GioMAS 06/07/2023
Obra pioneira consagrada como o clássico do terror
Permita-se, por um instante, imaginar a sensação de produzir algo único, inovador. Imagine-se como o criador, a máquina propulsora de um conceito jamais experimentado, uma tendência artística singular.
Permita-se devanear nas veredas de minhas abstrações: a caneta desliza entre seus dedos em ritmo acelerado, delineando traços precisos, dançando sobre o papel, enquanto materializa em palavras uma profusão de inventividade e erudição.
A redação, outrora mero lampejo literário, ganha forma, robustez.
Assim, concluído o processo criativo, o que se tem é uma obra autoral inédita, formulada a partir de um compilado de critérios estruturais, contextuais e semânticos, mesclando aspectos sociais, emocionais e políticos.
Apesar de se assemelhar com outros estilos, sua criação extrapola as tendências vigentes, harmonizando razão e supertição, formas antiga e moderna de romance.

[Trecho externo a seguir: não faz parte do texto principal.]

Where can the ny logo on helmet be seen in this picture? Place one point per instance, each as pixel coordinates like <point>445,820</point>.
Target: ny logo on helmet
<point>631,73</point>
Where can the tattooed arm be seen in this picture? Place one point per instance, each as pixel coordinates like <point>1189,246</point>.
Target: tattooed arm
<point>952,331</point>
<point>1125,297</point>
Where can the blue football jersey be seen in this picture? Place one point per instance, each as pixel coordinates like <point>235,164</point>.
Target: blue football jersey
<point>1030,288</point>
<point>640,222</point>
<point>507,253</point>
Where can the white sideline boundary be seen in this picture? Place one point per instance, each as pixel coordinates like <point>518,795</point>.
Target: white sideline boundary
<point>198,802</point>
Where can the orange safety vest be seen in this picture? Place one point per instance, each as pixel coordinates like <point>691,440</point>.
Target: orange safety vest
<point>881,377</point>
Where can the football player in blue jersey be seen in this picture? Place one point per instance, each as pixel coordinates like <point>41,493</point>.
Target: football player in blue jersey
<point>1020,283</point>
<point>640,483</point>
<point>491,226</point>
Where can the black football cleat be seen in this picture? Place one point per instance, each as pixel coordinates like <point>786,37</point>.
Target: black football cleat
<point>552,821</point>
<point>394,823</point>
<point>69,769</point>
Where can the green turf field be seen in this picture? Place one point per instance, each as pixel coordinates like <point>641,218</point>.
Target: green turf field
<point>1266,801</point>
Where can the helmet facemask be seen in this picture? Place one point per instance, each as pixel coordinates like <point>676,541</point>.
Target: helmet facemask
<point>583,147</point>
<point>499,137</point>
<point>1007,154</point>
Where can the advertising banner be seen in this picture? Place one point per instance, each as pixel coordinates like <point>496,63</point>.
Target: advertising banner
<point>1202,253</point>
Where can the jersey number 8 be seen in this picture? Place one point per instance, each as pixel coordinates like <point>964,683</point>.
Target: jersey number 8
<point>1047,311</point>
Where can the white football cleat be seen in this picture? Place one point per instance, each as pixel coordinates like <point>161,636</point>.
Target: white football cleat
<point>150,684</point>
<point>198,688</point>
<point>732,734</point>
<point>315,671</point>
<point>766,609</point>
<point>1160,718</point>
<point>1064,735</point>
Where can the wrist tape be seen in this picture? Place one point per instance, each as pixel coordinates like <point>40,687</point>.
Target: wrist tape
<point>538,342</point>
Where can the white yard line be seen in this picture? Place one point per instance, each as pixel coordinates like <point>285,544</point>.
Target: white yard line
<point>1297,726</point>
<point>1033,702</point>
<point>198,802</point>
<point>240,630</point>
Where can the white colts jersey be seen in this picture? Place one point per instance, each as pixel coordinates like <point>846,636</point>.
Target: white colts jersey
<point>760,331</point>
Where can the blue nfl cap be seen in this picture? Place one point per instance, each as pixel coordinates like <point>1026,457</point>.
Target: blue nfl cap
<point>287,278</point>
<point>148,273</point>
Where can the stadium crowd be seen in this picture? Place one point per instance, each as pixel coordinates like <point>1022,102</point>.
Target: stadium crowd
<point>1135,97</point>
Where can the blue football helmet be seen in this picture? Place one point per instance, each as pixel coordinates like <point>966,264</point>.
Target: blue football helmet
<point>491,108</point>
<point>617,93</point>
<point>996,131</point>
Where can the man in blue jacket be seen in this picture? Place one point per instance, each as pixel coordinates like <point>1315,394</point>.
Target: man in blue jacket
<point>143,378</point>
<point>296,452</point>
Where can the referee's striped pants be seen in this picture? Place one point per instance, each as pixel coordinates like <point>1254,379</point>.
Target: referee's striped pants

Pois bem, em meados do século XVIII, período de ascenção das ideias Iluministas, com disseminação do conhecimento e razão, em detrimento do pensamento religioso e misticismo, Horace Walpole inaugurou um novo gênero literário, posteriormente denominado de romance gótico ou, em termo mais vulgar, terror sobrenatural.
O autor explora a vivência humana, aludindo, neste ponto, ao "lugar comum", aos costumes, hierarquia, posição política, amor, ódio, interesses econômicos, ou seja, aquilo que é palpável, mundano. Porém, contrapondo-se aos elementos tipicamente iluministas, serve-se do substrato sobrenatural, descreve fatores destabilizadores da razão, incompreensíveis e inexplicáveis, senão nas raias da fé.
A quebra dos paradigmas estabelecidos na Modernidade, a sobreposição entre entre imaginação e empirismo, estabeleceu os contornos da ficção de terror, pautada nos dramas e experiências humanos, com apelo ao extraordinário, oculto, intangível.
A ambientação da narrativa também consagrou a nova tendência. O terror, não raramente, utiliza o espaço físico como objeto central da trama, sem o qual não seria possível estabelecer os conflitos motivadores do enredo.
O castelo surge, neste contexto, como âmago da narrativa. A estética que remete à idade média, com suntuosas e sombrias edificações, repletas de ecos do passado, firmou -se como símbolo do romance gótico.
Ironicamente, a obra, até então, inovadora, serviu de base para diversas outras, fornecendo elementos hoje considerados clichês - a casa assombrada, vultos, vozes, ambientes escuros e taciturnos, influência de maldições, seres disformes, paisagens noturnas, existência de vínculo incerto entre personagens reais e figuras empíricas, repercussões negativas de eventos passados no presente, embates entre o bem e o mal, tirania, pureza, mistério, segredos, inconstância emocional etc.
O Castelo de Otranto reúne todos esses componentes e, ainda assim, reproduz dramas novelescos, diálogos exagerados e teatrais, com teor fortemente moral, tanto é que nos conta, em síntese, sobre paixões, matrimônio e questões familiares mal resolvida.